Keep in mind, my background is, well, backend. I’ve worked for decades in data, not in UI or web development. I have some programming background, but it’s been years since I touched C#, and my more recent coding has been Arduino and 3D modeling with OpenSCAD — very subject specific.
My project is going to need a lot of AI vibe jive!
The first tasks included setting up an environment where I could work with data and create a website, load and clean a public dataset of business locations, then get to the website coding.
ChatGPT Pro already has a thorough picture of my skillset from our past interactions, so I started by creating a new project and supplying a very detailed description of my project goal. That’s an important key: AI is much better at assisting when it knows your vision from start to finish.
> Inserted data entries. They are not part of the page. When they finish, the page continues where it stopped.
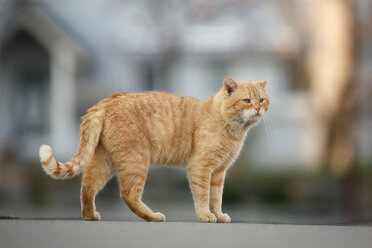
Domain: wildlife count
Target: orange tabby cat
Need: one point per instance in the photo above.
(127, 132)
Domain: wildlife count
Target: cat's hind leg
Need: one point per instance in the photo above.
(132, 177)
(200, 178)
(96, 174)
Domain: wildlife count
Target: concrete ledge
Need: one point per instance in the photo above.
(76, 233)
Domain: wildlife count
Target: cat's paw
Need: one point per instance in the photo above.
(94, 217)
(208, 217)
(159, 217)
(224, 218)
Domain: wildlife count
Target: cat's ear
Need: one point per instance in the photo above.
(262, 84)
(229, 85)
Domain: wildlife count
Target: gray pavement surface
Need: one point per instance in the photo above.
(78, 233)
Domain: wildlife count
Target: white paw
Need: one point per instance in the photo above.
(224, 218)
(208, 217)
(159, 217)
(95, 217)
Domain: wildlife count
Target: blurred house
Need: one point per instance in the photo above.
(60, 58)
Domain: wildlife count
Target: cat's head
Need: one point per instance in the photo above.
(244, 102)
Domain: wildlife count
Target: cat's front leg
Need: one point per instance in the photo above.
(200, 177)
(216, 190)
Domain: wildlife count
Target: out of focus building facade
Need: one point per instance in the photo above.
(58, 58)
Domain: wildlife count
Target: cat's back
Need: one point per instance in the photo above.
(165, 122)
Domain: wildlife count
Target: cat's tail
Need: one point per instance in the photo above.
(90, 132)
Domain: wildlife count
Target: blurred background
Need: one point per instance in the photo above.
(309, 162)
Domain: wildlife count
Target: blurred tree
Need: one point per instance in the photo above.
(330, 64)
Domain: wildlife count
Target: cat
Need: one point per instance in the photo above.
(125, 133)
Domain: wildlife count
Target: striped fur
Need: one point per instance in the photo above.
(90, 131)
(127, 132)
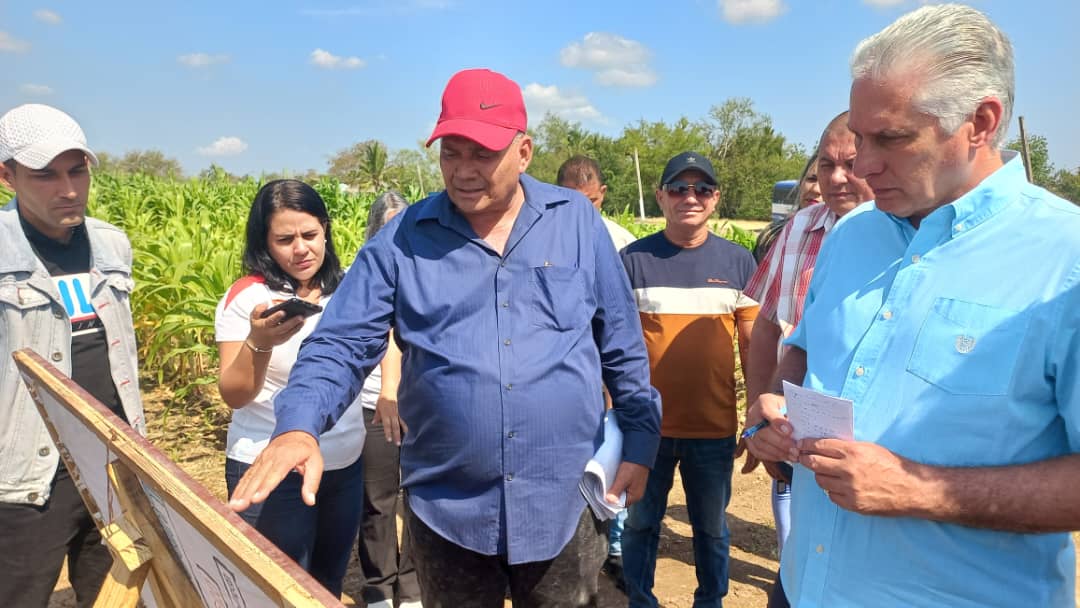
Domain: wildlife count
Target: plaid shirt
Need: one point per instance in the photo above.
(782, 279)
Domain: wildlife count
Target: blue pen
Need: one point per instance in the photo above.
(750, 432)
I described the must-haves for the project as well as the nice-to-haves and opportunities for scaling later. ChatGPT helped me develop a plan, including finding a host system sufficient for all the infrastructure I need. About thirty minutes into the project, I had a $6/month platform set up on a reliable hosting service, with MySQL, Python, and other tools installed.
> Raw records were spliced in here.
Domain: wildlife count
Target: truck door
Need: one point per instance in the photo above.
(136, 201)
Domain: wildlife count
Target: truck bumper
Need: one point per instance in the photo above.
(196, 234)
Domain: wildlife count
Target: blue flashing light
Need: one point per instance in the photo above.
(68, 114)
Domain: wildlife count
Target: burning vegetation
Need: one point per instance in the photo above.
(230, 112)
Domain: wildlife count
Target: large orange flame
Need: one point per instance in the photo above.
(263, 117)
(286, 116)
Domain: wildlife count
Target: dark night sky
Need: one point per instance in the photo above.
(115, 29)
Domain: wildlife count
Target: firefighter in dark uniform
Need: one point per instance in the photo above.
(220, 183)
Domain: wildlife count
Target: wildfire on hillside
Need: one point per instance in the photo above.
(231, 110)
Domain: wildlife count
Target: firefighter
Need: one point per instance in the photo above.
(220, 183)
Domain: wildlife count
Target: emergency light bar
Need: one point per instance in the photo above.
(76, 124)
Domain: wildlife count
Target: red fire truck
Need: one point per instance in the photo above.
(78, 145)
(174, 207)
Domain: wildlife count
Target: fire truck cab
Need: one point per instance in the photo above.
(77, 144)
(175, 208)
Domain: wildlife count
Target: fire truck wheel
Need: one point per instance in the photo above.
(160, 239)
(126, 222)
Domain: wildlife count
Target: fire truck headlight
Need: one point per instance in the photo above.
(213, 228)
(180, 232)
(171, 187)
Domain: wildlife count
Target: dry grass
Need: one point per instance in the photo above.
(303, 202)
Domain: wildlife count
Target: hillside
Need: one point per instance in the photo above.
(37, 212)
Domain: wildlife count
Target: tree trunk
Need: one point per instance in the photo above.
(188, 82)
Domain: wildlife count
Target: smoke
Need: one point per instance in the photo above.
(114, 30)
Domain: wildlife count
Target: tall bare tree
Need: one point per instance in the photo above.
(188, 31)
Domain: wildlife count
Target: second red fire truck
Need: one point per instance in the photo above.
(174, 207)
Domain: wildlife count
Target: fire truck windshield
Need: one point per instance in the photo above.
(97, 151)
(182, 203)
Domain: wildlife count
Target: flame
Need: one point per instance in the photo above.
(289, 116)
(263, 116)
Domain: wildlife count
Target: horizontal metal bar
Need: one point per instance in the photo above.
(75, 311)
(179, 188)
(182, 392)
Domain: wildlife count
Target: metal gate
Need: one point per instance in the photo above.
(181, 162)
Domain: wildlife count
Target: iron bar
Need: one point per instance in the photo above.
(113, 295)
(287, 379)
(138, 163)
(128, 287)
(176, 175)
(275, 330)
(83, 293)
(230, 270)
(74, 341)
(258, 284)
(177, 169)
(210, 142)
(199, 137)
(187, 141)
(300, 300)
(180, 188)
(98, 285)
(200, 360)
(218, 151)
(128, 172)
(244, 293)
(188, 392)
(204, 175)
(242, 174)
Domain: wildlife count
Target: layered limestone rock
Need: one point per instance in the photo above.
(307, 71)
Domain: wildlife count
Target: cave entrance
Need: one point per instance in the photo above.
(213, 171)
And then the serious jiving started.
The weekend tasks included two major instances of jive coding. First, I moved my dataset into MySQL and started cleaning data. Second, my data included map coordinates, but not addresses. I found a nice website service to convert coords to addresses via an API, but I could only send one set of coordinates per second through the API, and I had 80,000 records to process. Sounds like a job for Python.
Data cleanup first. I’ve spent decades in Microsoft SQL, but hadn’t touched MySQL until this weekend, so I leaned on ChatGPT to give me the MySQL syntax for dozens of queries.
Conclusion: because of my expertise in MS SQL and the significant similarities between it and MySQL, my jive coding with ChatGPT was actually an effective learning experience. I’m already writing MySQL queries without syntax references, so I’ve clearly retained knowledge from the session.
However, Python is a different story. My comparable programming experience isn’t as similar as MS SQL and MySQL, and far more rusty.
ChatGPT came up with a great Python script for sending my data records to the API, one per second, and writing the results back to MySQL. I can easily comprehend the script, too. I see how the database connection string is created, the data cursor is defined, and how the API is constructed.
But could I sit down and write this script in Python tomorrow without using ChatGPT or referencing significantly other help? Absolutely not. Jive coding gave me a functional script that worked for my use case, but it was an example, not a lesson. ChatGPT gave me a fish, it didn’t teach me how to fish for myself.
This isn’t necessarily a problem. If I just want to accomplish an immediate task, mission accomplished! If I want to learn how to write Python effectively myself, I know how to find resources and learn.
As many other bloggers have pointed out, though, there are potential problems when relying on this jive approach. Whenever you build something public-facing, you have to ensure strong security — and if you’re just jiving, you have no idea whether your AI assistant implemented security correctly.
Keep that in mind when implementing AI in your own projects or enterprise environment. Too much dependency on jive coding could be as embarrassing as practicing your Saturday Night Fever moves with your webcam on.